Granted a couple of MiG-29Ks and Su-33s would complement the fighter-bomber fleet at Hmeymim, but certainly not drastically nor fundamentally. It is clear this deployment has more to do with a symbolic projection of power more than anything.

p1685724Recent satellite imagery reveals that the Kuznetsov has simply left eight of its assumed nine (ten before the aforementioned December 5 incident) Su-33s and one of its, now three, MiG-29KRs at Hmeymim to operate with the rest of Russia’s land-based aircraft. Leaving at most two Su-33s and two MiG-29s on the Kuznetsov. This fact alone demonstrates the symbolic nature of the carriers voyage since these jets — if they were really necessary in the Syrian theatre of war — could easily have flown to Syria with tanker aircraft in a much shorter space of time.

Russia’s short-lived deployment of Tu-22M3s to Iran last August did much more to enhance Russia’s ability to pound its enemies in Syria than the deployment of the Admiral Kuznetsov off Syria’s coast will. One Russian Tu-22M3s can carry more bombs than Russia’s Su-34 fighter-bombers based at Hmeymim or the Su-33s and Mig-29Ks from the Kuznetsov (a Tu-22M3 can carry as many as 70 FAB-250-class weapons or 8 FAB-1500-class weapons).

Iran quickly tired of Russia’s boasting of its strategic position from Iranian territory and the Tu-22M3s were no longer permitted to use Hamadan as a launchpad. But that brief deployment nevertheless enabled the Russians to pound their adversaries across Syria in ways the Kuznetsov flotilla could only dream.

It’s for these simple reasons that the closely observed voyage of the Kuznetsov flotilla to the Syrian coast can be interpreted as more a symbolic projection of Russian power than a practical one. The aforementioned Su-33 and MiG-29K crashes demonstrate the difficulties the crew of the carrier have faced operating it. Also, more broadly, it indicates that this is an overly unnecessary, burdensome and risky deployment done simply in order to add another dozen or so light fighter-bombers to the sizeable air arm already in Syria.

This is the first time the Kuznetsov will see combat. Moscow’s deployment in Syria was also the first time Moscow fired its Kalibr cruise missiles in combat. On different occasions the cruise missiles were launched from ships in the Caspian Sea (see video below) and Mediterranean, allegedly at Islamic State (ISIS) or other militant targets in Syria. Here also the use of such advanced missiles may have been more about symbolic power projection than the practical choice of weapon for targeting militants.

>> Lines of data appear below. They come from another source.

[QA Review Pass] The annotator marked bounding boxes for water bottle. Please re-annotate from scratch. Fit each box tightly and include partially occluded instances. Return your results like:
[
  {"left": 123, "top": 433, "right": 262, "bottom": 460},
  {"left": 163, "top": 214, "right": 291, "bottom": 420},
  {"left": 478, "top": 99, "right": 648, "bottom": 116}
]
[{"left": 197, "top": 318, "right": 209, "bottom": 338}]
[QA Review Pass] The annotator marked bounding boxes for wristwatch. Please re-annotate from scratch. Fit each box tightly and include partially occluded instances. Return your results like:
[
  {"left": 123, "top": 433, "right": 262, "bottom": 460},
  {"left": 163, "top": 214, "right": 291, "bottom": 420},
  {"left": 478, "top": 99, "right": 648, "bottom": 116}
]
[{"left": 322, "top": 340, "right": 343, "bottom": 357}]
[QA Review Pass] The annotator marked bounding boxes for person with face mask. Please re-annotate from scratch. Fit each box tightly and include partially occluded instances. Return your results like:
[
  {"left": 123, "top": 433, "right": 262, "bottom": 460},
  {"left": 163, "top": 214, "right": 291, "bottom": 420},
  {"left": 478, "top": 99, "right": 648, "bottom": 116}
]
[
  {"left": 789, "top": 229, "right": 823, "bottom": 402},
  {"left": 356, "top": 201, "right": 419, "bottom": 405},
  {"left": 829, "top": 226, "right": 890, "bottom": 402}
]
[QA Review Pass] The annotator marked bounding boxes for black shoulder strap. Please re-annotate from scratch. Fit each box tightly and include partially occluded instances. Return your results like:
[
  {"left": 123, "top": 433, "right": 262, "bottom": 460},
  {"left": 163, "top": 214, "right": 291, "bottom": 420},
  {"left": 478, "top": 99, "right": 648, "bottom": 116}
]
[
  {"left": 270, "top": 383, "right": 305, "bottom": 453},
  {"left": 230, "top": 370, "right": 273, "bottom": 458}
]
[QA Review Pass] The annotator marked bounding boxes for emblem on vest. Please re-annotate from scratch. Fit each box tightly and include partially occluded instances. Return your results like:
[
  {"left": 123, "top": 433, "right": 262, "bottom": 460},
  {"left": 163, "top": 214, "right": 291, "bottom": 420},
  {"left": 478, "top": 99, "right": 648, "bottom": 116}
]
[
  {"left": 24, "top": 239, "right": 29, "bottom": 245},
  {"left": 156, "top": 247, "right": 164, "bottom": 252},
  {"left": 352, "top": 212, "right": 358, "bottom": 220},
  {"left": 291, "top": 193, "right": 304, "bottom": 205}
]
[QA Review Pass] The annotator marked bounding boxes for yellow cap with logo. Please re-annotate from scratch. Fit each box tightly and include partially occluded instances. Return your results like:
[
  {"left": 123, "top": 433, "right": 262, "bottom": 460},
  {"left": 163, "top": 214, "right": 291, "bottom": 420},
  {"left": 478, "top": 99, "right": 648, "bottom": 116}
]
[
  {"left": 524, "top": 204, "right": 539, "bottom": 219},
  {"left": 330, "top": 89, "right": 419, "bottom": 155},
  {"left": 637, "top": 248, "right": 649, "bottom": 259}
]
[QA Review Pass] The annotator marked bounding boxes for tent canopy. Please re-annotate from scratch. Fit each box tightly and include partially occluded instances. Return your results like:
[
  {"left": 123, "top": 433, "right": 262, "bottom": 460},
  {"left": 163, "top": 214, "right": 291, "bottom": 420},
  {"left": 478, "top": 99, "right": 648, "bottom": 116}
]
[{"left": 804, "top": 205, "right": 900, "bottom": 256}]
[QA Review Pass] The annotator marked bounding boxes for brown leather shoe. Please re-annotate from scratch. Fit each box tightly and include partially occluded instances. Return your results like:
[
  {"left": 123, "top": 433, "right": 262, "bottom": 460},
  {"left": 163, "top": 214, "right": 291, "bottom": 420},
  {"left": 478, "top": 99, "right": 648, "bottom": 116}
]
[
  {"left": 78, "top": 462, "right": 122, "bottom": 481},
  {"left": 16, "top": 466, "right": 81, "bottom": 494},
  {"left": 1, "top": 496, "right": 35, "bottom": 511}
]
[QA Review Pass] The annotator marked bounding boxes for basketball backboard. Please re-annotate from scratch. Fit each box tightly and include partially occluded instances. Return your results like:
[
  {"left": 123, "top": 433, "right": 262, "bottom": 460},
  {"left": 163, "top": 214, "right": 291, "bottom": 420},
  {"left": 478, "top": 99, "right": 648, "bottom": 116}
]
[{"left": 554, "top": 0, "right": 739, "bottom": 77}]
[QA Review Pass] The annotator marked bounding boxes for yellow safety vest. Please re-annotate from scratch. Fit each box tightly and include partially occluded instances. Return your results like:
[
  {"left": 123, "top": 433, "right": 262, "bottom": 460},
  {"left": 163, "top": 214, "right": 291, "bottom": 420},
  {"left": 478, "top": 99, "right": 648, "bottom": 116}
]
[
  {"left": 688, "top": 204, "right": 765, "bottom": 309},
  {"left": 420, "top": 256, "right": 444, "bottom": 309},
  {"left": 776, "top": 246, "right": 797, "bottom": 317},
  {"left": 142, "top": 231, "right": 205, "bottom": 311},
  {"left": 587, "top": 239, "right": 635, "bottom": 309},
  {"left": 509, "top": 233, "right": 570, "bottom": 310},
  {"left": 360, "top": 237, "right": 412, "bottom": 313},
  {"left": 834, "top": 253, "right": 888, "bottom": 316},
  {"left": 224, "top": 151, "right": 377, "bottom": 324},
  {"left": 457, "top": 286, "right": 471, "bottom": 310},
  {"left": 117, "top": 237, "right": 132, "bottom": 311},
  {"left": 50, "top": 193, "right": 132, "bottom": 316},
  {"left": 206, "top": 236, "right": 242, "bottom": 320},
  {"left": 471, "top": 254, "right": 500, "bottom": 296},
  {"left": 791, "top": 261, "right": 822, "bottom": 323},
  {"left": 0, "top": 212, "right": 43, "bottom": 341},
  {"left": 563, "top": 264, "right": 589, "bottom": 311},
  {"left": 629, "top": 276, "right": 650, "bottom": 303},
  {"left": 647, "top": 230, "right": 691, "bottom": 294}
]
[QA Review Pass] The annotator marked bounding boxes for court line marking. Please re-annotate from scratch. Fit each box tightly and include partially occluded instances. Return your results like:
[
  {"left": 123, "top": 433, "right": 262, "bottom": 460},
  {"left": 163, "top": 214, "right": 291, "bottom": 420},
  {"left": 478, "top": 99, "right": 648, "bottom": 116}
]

It’s worth addressing the fact that in Septmber 2014, the US also fired Tomahawk missiles at the mysterious Khorasan group in Syria at the start of its air campaign against ISIS in that country. Unlike Moscow however Washington was, and is, not acting in Syria in coordination with the regime in Damascus. Early in its ongoing bombing campaign against ISIS in Syria, US fighter jets even carried HARM anti-radiation missiles as a precaution to protect themselves in case the Syria’s air defense would try to shoot them down. This clearly showed they didn’t rule out the possibility that Damascus would attempt to forcibly oppose their frequent uncoordinated violations of Syrian airspace.

From the start of its intervention in the Syrian conflict in September 2015 Moscow never had to worry about the Syrian regime attempting to hinder its operations. Russian warplanes flying from Hmeymim can bomb any militant target across the country with impunity, essentially making any usage of cruise missiles (which are an extremely more expensive way to target an essentially defenceless target on the ground than airstrikes) wholly unnecessary.

Nevertheless, using these weapon systems in Syria provides Moscow with an apt opportunity to test them in combat. With the Kalibrs to determine how effectively they can strike targets from hundreds of miles away and with the Kuznetsov to determine how readily it can be deployed and how effectively it can conduct air operations.

“There is no more efficient way of training than real combat,” remarked Russian President Vladimir Putin last March, when Moscow claimed it was drawing down its forces. The Kuznetsov flotilla is likely being deployed for that precise reason.